A admiração de Tony Iommi por Django Reinhardt nasceu de uma circunstância pessoal: depois de sofrer um acidente que lhe tirou a ponta de dois dedos, o guitarrista acreditou que teria de abandonar o sonho de tocar. Foi ao descobrir Reinhardt que ele encontrou uma referência para continuar.
Guitarrista belga de jazz cigano, Reinhardt exerceu influência sobre o rock e é apontado por Iommi, associado à criação do heavy metal, como sua maior inspiração.

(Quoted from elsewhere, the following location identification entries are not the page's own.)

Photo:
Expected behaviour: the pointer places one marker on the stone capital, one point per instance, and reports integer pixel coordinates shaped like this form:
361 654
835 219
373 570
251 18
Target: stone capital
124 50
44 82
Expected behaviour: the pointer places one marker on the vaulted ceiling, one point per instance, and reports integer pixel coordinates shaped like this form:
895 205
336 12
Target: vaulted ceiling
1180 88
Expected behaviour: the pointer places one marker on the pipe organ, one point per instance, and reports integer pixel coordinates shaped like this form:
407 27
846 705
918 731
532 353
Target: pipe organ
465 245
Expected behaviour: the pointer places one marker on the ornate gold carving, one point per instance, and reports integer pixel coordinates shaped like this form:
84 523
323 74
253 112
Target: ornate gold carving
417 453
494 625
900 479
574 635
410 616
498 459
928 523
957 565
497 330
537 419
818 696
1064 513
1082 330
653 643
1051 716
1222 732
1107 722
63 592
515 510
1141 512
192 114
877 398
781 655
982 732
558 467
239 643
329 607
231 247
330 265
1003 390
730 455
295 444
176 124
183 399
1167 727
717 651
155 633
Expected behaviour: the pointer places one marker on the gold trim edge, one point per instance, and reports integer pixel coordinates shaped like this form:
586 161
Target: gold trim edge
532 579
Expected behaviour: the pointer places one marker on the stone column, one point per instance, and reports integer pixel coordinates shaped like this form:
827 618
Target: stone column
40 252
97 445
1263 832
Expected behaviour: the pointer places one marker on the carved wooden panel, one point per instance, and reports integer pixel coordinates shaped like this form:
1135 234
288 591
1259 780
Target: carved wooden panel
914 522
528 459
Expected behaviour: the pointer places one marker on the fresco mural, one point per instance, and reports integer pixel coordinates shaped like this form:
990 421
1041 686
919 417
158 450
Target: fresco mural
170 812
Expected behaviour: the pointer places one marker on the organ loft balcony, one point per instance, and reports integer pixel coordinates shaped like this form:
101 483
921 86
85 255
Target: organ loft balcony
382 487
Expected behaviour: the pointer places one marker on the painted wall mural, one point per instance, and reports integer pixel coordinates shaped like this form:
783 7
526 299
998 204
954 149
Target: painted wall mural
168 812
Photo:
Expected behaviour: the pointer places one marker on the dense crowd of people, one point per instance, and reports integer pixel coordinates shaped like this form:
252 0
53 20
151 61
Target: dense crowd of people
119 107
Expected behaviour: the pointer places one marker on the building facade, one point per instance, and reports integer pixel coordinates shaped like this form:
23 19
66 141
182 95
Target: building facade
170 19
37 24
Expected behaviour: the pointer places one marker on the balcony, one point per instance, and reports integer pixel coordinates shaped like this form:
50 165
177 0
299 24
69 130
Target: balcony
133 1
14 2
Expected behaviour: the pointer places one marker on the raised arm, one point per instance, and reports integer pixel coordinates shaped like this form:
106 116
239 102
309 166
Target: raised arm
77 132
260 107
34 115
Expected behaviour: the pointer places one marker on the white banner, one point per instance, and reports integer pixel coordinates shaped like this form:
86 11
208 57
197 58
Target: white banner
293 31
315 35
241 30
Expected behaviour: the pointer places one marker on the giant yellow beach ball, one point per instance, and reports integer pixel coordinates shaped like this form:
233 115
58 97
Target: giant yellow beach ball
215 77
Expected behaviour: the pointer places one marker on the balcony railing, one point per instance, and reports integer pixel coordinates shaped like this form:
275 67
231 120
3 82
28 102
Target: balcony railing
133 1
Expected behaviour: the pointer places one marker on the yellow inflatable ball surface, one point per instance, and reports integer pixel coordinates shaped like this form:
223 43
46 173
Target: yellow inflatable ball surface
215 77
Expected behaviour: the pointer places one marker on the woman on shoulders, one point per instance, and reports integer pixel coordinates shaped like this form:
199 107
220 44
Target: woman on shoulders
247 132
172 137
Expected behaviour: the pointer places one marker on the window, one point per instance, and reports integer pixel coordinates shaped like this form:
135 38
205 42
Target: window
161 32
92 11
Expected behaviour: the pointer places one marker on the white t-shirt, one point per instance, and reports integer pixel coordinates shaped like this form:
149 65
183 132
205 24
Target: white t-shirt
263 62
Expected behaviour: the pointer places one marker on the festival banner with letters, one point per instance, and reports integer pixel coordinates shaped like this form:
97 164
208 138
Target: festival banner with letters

A importância atribuída a ele envolve tanto o brilhantismo musical quanto o fato de ter tocado mesmo com dois dedos parcialmente amputados.
A visão de Richards sobre a guitarra
A referência a Reinhardt aparece em uma declaração de Keith Richards sobre Eddie Van Halen e a valorização dos solos tecnicamente complexos. Em entrevista de 2020 ao Los Angeles Times, o integrante dos Rolling Stones disse que não se lembrava da passagem do Van Halen pelos shows da banda, embora tivesse visto Eddie Van Halen de perto.
Richards afirmou que apreciou o trabalho do grupo posteriormente, mas rejeitou a ideia de que um guitarrista precise demonstrar virtuosismo em registros agudos. “Não me impressiono com esse jeito de tocar”, declarou.
Para ele, a guitarra deve contribuir para a construção da música por meio de acordes e ritmo. Ao explicar suas referências, citou Andrés Segovia e Django Reinhardt, além de reconhecer que guitarristas de rock têm estilos próprios, embora essa abordagem nunca tenha sido de sua preferência.
A ascensão do Van Halen
O Van Halen ganhou projeção em 1978, depois do lançamento do álbum de estreia e de uma turnê pela Europa e América do Norte, na qual abriu shows do Black Sabbath. Em 1981, a banda passou a acompanhar os Rolling Stones em apresentações, quando o grupo de Mick Jagger lotava estádios.
Mesmo diante dessa proximidade, Richards disse não guardar lembranças daquele período. A avaliação dele se concentrou menos na habilidade individual do guitarrista e mais no papel do instrumento dentro da música.